Protecting Individuals from Electroshock Treatment
WHEREAS, Electroconvulsive Therapy (ECT) is a controversial mental health treatment that involves as much as 450 volts of electricity being forced randomly through the brain, overwhelming delicate brain circuitry and function; and
WHEREAS, the Food and Drug Administration (FDA) reports the following adverse effects of ECT: cardiovascular (heart) complications; cognition and memory impairment; death; dental/oral trauma; medical device malfunction; manic symptoms; pain/discomfort; physical trauma; prolonged or tardive (latent) seizures; pulmonary (lung) complications; skin burns; and potential worsening of psychiatric symptoms; and
WHEREAS, in more than 40 years, the FDA has never required the manufacturers of the ECT device to provide clinical studies proving that the devices are safe and effective; and
WHEREAS, in 2009, the FDA sought public comment on reducing the high-risk classification that the ECT device currently has, which would make ECT more widely available despite its risks, and the FDA received more than 3,000 comments, most of which (79%) opposed reclassifying ECT devices; and
WHEREAS, the FDA, federal and state governments do not maintain a record of how many Americans, including children, are given electroshock, with the FDA relying instead upon a 1995 study estimating 100,000 Americans receive it annually; and
WHEREAS, state-by-state requests for the number of people receiving ECT under Medicaid generated documents showing that children five or younger are being administered electroshock; and
WHEREAS, four U.S. states — California, Colorado, Texas and Tennessee — have already banned the use of electroshock on children; and the February, 2013 United Nations Special report on Torture also describes ECT without consent as "torture" and recommended "an absolute ban on all forced and nonconsensual" use of electroshock; and
WHEREAS, the World Health Organization's Resource Book on Mental Health, Human Rights and Legislation 2005, states: "There are no indications for the use of ECT on minors, and hence this should be prohibited through legislation;" and
WHEREAS, professor Herb Kutchins notes in the 2008 publication Creating Racism: Psychiatry's Betrayal: "Defenders of slavery, proponents of racial segregation…have consistently attempted to justify oppression by inventing new mental illnesses and by reporting higher rates of abnormality among African Americans or other minorities;" and
WHEREAS, psychiatrists now diagnose African-American men in mental hospitals as having a serious mental disorder at rates up to 1,500 percent higher than white men, and classify more than twice as many African Americans than whites as mentally retarded; African Americans are given significantly higher doses of neuroleptic (nerve-seizing) drugs than are whites; and African Americans are at risk of receiving electroshock when labeled with a serious mental disorder.
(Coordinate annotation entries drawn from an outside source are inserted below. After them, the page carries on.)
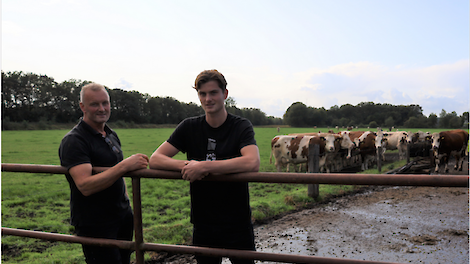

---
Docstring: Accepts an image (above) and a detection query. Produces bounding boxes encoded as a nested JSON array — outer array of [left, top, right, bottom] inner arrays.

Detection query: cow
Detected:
[[376, 131, 407, 160], [432, 129, 468, 172], [289, 131, 355, 159], [406, 131, 432, 157], [341, 131, 376, 170], [269, 134, 339, 172], [406, 131, 430, 144]]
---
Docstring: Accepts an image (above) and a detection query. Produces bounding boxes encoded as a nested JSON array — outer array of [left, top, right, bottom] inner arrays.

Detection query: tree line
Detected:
[[2, 71, 282, 129], [283, 102, 469, 128], [1, 71, 468, 129]]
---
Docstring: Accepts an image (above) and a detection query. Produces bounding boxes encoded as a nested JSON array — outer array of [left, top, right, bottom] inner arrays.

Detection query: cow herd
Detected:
[[269, 128, 468, 173]]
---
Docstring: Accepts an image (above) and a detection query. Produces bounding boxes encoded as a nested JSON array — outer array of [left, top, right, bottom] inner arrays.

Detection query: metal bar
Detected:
[[2, 163, 469, 188], [307, 144, 320, 199], [132, 177, 144, 264], [143, 243, 400, 264], [2, 227, 402, 264], [2, 227, 135, 250]]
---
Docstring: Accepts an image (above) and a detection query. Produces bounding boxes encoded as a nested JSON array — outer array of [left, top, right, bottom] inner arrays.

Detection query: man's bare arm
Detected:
[[149, 141, 188, 171], [181, 145, 260, 182], [69, 154, 148, 196]]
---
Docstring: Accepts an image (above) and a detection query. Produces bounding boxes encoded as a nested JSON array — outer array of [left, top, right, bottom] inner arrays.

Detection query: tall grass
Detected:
[[1, 127, 426, 263]]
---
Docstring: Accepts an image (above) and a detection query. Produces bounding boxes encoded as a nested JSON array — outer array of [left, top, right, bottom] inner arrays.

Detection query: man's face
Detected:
[[197, 81, 228, 114], [80, 90, 111, 125]]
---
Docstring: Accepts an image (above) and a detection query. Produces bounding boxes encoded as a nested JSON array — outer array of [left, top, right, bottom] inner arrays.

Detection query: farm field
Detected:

THEREFORE, BE IT RESOLVED, that the National Association for the Advancement of Colored People (NAACP) vehemently opposes any attempt by the FDA to reduce the risk classification of the ECT device, to allow its continuance when there are no clinical trials submitted by the ECT device manufacturers to the FDA proving safety and efficacy, and therefore, as the treatment constitutes "torture" without consent, we support a ban on the use of ECT in the treatment of children and young adults up to the age of 21, and the indiscriminate use on adults.